SCOTUS Just Heard a Church Playground Case That Could Affect Birth Control Access
The Supreme Court heard oral arguments on Tuesday in the case of Trinity Lutheran Church of Columbia, Inc. v. Comer, a “religious freedom” case that could have big implications for contraception access.
The case involves a church preschool that was denied a grant from the state of Missouri to use recycled tires for the surface of its new playground on the grounds that there should be a separation between church and state. Based on this morning’s arguments, speculation is already emerging that the Court could likely side with the plaintiff, Trinity Lutheran Church — a ruling that experts say could create a slippery slope for women’s health.
Despite 15-month wait, this morning's oral argument suggests that Trinity Lutheran case may not turn out to be especially close after all.
— Amy Howe (@AHoweBlogger) April 19, 2017
Vote could be 6-3 or even 7-2, with both Kagan and Breyer seeming sympathetic to the church at times.
— Amy Howe (@AHoweBlogger) April 19, 2017
Though the preschool’s application ranked fifth out of a total of 54 applications received by the state of Missouri for its Scrap Tire Program, the state ultimately declined to award the church a grant to use recycled tires for the playground because doing so would have violated a provision of Missouri’s Constitution. The Missouri Constitution states that “no money shall be taken from the public treasury, directly or indirectly, in aid of any church, sect or denomination of religion.”
And it’s this provision that kept the Trinity Lutheran preschool from getting its grant — and new playground.
The church went on to legally challenge the decision, and both the district and appellate courts upheld the state’s decision to deny Trinity Lutheran the grant money. Now the church has argued before the Supreme Court that its exclusion from eligibility for the recycled tire grant violates the free-exercise and free-protection clauses of the U.S. constitution.
What does this have to do with birth control? Possibly a whole lot.
As Amy Matsui, senior counsel and director of government relations at the National Women’s Law Center, explained to Yahoo Beauty following Neil Gorsuch’s confirmation by the Senate, “If the court allows the church to receive public funds despite Missouri’s Constitution, it opens the door to public funds going without any safeguards to groups that might discriminate.”

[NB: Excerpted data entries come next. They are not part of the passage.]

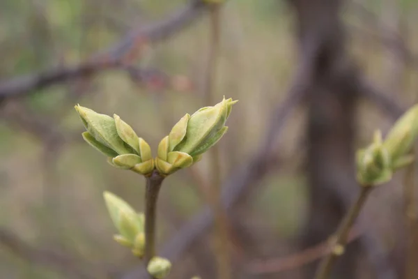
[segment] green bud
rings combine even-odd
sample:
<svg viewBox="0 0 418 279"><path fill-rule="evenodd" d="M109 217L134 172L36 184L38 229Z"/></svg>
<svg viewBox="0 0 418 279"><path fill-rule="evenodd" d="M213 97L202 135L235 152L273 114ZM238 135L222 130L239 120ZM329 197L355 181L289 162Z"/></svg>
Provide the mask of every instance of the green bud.
<svg viewBox="0 0 418 279"><path fill-rule="evenodd" d="M123 154L119 155L111 160L114 165L118 167L131 168L135 165L141 163L141 157L136 154Z"/></svg>
<svg viewBox="0 0 418 279"><path fill-rule="evenodd" d="M154 257L147 266L148 272L157 279L163 279L170 273L171 263L167 259Z"/></svg>
<svg viewBox="0 0 418 279"><path fill-rule="evenodd" d="M110 218L121 234L115 240L124 246L134 247L136 238L144 233L144 214L137 213L126 202L116 195L103 193Z"/></svg>
<svg viewBox="0 0 418 279"><path fill-rule="evenodd" d="M136 151L137 154L140 154L138 136L134 129L121 119L118 115L114 114L114 119L119 137Z"/></svg>
<svg viewBox="0 0 418 279"><path fill-rule="evenodd" d="M380 131L375 132L373 142L357 153L357 180L363 186L376 186L389 181L392 176L392 162L382 144Z"/></svg>
<svg viewBox="0 0 418 279"><path fill-rule="evenodd" d="M383 144L394 161L411 151L417 135L418 105L415 105L396 121Z"/></svg>
<svg viewBox="0 0 418 279"><path fill-rule="evenodd" d="M238 100L224 99L213 107L205 107L192 116L186 114L158 145L155 167L168 175L201 159L228 130L225 123Z"/></svg>
<svg viewBox="0 0 418 279"><path fill-rule="evenodd" d="M88 133L97 142L119 155L132 153L132 149L119 137L113 118L106 114L98 114L79 105L75 106L75 110Z"/></svg>
<svg viewBox="0 0 418 279"><path fill-rule="evenodd" d="M192 156L206 151L226 131L225 122L232 105L237 102L233 101L232 98L225 100L224 98L214 107L203 107L194 113L187 121L184 140L171 151L185 152Z"/></svg>
<svg viewBox="0 0 418 279"><path fill-rule="evenodd" d="M109 159L112 166L131 169L143 175L150 174L154 169L154 160L149 144L130 126L116 114L114 118L100 114L79 105L75 110L87 132L83 138Z"/></svg>

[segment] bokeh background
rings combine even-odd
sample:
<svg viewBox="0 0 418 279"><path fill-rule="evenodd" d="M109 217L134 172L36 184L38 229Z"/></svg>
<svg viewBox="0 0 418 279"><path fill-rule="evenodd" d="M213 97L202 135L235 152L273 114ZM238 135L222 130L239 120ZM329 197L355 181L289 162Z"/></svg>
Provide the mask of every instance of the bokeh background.
<svg viewBox="0 0 418 279"><path fill-rule="evenodd" d="M213 8L0 1L0 278L146 278L113 241L102 199L109 190L142 211L145 181L84 142L73 107L118 114L155 150L185 113L223 96L239 100L228 133L161 191L168 278L313 278L358 192L354 151L417 100L418 3ZM403 176L372 193L335 278L403 278Z"/></svg>

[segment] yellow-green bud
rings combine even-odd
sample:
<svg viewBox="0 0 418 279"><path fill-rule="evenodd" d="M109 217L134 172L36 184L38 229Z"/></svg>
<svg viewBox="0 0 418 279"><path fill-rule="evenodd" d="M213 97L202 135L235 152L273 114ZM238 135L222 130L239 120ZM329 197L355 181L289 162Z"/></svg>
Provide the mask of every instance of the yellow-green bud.
<svg viewBox="0 0 418 279"><path fill-rule="evenodd" d="M418 105L415 105L396 121L383 143L394 163L411 151L417 135Z"/></svg>
<svg viewBox="0 0 418 279"><path fill-rule="evenodd" d="M115 241L124 246L141 249L140 235L144 234L144 217L137 213L126 202L109 192L103 193L110 218L121 234L114 236Z"/></svg>
<svg viewBox="0 0 418 279"><path fill-rule="evenodd" d="M226 119L238 100L224 99L213 107L186 114L158 145L155 167L162 174L187 167L201 158L226 133Z"/></svg>
<svg viewBox="0 0 418 279"><path fill-rule="evenodd" d="M75 110L87 129L83 138L107 156L110 165L144 175L152 172L154 160L150 146L121 117L114 114L111 118L79 105Z"/></svg>
<svg viewBox="0 0 418 279"><path fill-rule="evenodd" d="M154 257L147 266L148 272L157 279L163 279L170 273L171 263L167 259Z"/></svg>
<svg viewBox="0 0 418 279"><path fill-rule="evenodd" d="M376 186L391 179L390 156L382 144L380 131L375 132L373 142L357 153L357 180L363 186Z"/></svg>

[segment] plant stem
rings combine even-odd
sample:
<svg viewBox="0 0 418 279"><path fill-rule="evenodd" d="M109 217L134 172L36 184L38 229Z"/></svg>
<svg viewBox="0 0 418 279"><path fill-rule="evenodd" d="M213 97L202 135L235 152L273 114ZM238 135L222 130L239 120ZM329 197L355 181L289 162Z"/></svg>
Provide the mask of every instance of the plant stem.
<svg viewBox="0 0 418 279"><path fill-rule="evenodd" d="M331 268L338 257L344 252L350 229L353 227L355 219L360 213L367 199L367 197L372 189L373 186L364 186L362 187L357 200L351 206L351 208L341 221L336 234L334 236L334 243L332 246L332 252L320 263L315 276L316 279L327 279L330 277Z"/></svg>
<svg viewBox="0 0 418 279"><path fill-rule="evenodd" d="M164 177L154 170L146 177L145 192L145 264L155 255L155 220L157 219L157 199ZM153 278L153 277L151 277Z"/></svg>
<svg viewBox="0 0 418 279"><path fill-rule="evenodd" d="M405 217L408 231L406 248L405 279L417 278L417 263L418 262L418 213L415 204L415 163L406 169L405 174L403 195L405 201Z"/></svg>

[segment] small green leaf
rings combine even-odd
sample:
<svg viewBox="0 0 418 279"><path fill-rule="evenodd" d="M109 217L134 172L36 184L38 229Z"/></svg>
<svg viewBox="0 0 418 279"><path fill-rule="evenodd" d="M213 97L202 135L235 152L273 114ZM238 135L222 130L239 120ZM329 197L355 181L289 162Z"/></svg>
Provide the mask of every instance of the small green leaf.
<svg viewBox="0 0 418 279"><path fill-rule="evenodd" d="M134 167L135 165L142 163L141 157L135 154L119 155L114 158L112 162L117 166L129 168Z"/></svg>
<svg viewBox="0 0 418 279"><path fill-rule="evenodd" d="M82 135L83 136L83 139L84 139L86 142L107 156L113 158L118 156L118 153L114 151L95 140L95 139L91 135L90 135L88 132L84 132L82 134Z"/></svg>
<svg viewBox="0 0 418 279"><path fill-rule="evenodd" d="M193 164L193 158L184 152L173 151L169 153L167 161L175 167L182 169Z"/></svg>
<svg viewBox="0 0 418 279"><path fill-rule="evenodd" d="M189 122L189 119L190 115L186 114L171 129L171 131L169 134L169 151L174 150L174 148L184 140L187 130L187 122Z"/></svg>
<svg viewBox="0 0 418 279"><path fill-rule="evenodd" d="M192 156L196 156L205 153L210 147L213 146L217 142L221 140L222 136L225 135L228 130L228 127L225 126L222 128L218 133L213 135L212 137L208 139L207 142L203 143L196 148L196 149L190 155Z"/></svg>
<svg viewBox="0 0 418 279"><path fill-rule="evenodd" d="M138 136L134 129L123 120L121 119L118 115L114 114L114 119L115 119L115 125L119 137L131 146L136 151L137 154L139 155Z"/></svg>
<svg viewBox="0 0 418 279"><path fill-rule="evenodd" d="M158 144L157 156L158 158L164 161L167 160L167 154L169 153L169 136L166 136Z"/></svg>

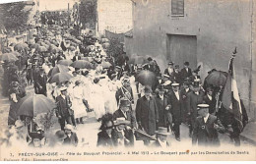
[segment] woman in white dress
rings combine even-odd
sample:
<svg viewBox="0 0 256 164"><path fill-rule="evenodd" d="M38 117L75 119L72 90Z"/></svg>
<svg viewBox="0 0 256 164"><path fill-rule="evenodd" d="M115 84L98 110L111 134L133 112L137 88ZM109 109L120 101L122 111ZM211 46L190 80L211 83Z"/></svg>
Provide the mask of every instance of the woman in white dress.
<svg viewBox="0 0 256 164"><path fill-rule="evenodd" d="M84 124L83 117L87 116L87 108L83 103L84 89L81 82L77 81L73 87L72 109L74 110L74 117L77 124Z"/></svg>
<svg viewBox="0 0 256 164"><path fill-rule="evenodd" d="M116 102L116 98L115 98L115 92L118 89L118 86L116 84L116 81L117 81L117 75L116 74L112 74L110 81L108 82L108 95L107 95L107 107L106 107L106 112L113 114L116 110L117 110L117 102Z"/></svg>
<svg viewBox="0 0 256 164"><path fill-rule="evenodd" d="M98 78L94 80L91 104L95 111L96 119L100 121L100 118L105 114L105 109L102 86L98 83Z"/></svg>

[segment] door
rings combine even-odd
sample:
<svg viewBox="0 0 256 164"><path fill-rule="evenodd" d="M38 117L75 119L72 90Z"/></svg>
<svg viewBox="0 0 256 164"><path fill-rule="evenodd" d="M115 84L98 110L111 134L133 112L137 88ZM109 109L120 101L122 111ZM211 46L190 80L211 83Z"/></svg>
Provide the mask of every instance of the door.
<svg viewBox="0 0 256 164"><path fill-rule="evenodd" d="M193 70L197 67L197 37L195 35L167 34L167 59L183 68L189 62Z"/></svg>

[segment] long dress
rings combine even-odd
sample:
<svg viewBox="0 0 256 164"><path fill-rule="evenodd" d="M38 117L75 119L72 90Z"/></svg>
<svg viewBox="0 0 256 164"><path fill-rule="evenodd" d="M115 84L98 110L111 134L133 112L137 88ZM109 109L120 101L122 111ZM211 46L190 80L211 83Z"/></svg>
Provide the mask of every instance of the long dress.
<svg viewBox="0 0 256 164"><path fill-rule="evenodd" d="M87 116L87 108L83 103L84 89L81 85L76 85L73 88L72 109L76 119Z"/></svg>
<svg viewBox="0 0 256 164"><path fill-rule="evenodd" d="M94 84L92 88L91 104L96 119L101 118L105 114L104 98L102 95L102 86L99 84Z"/></svg>
<svg viewBox="0 0 256 164"><path fill-rule="evenodd" d="M118 87L116 85L116 82L113 81L110 81L108 82L108 108L107 112L113 114L117 110L117 102L115 98L115 92L117 91Z"/></svg>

And that includes religious institutions or schools that could discriminate on the basis of sex, sexual orientation, and religion.
“We know there have been religious employers who have fired employees for using birth control, for becoming pregnant without being married, for using assisted reproductive technologies to achieve pregnancy. If an institution that is engaged in discriminatory practices can receive public funds, we have serious concerns if there are not any safeguards or protections. It’s a slippery slope,” Matsui says.
Last week, before the case made its way to the Supreme Court, the Missouri governor’s office announced a change in the policy at the heart of this case, allowing for state funds to religious groups via grants that promote recycling, which led to speculation that the case would be thrown out. However, today SCOTUS Blog said that was not the case.
Justices also seemed inclined to go ahead and decide on the merits, despite MO governor's about-face on policy at issue last week
— Amy Howe (@AHoweBlogger) April 19, 2017
While newly appointed Justice Gorsuch doesn’t have much of a judicial record on issues pertaining to women’s reproductive health, he is known for his record of prioritizing businesses’ and private organizations’ claims to religious freedom over claims of discrimination.
One of his most notable rulings was when the Hobby Lobby case appeared before the 10th District Court of Appeals while he sat on that bench. In that case, Hobby Lobby asked that the company be granted the same kind of religious-freedom protections as an individual — and that such protections would allow the company to opt out of adhering to the Affordable Care Act’s mandate regarding contraception coverage in all health plans by not offering this to their employees through their insurance benefits.
Gorsuch wrote in his opinion on the Hobby Lobby case that the ACA’s mandate, and its requirement that all plans cover all forms of FDA-approved contraception, forced corporations such as Hobby Lobby “to violate their religious faith by lending an impermissible degree of assistance to conduct [that] their religion teaches to be gravely wrong.”
Many women’s health advocates continue to point out that a look at the Hobby Lobby case raises serious concerns over what Gorsuch might mean for contraception access, specifically for reasons that are again raised in the Trinity Lutheran case. In Hobby Lobby, Gorsuch ruled in favor of the idea that corporations are people and expressed his belief that bosses should be able to impede their employees’ access to birth control.
His fervor for protecting entities’ claims to religious freedom likely means that he would side with Trinity Lutheran’s claims — a move that, if agreed upon by the majority, could also mean that that companies could not only freely practice discrimination in the name of religion but also receive taxpayer dollars for doing so.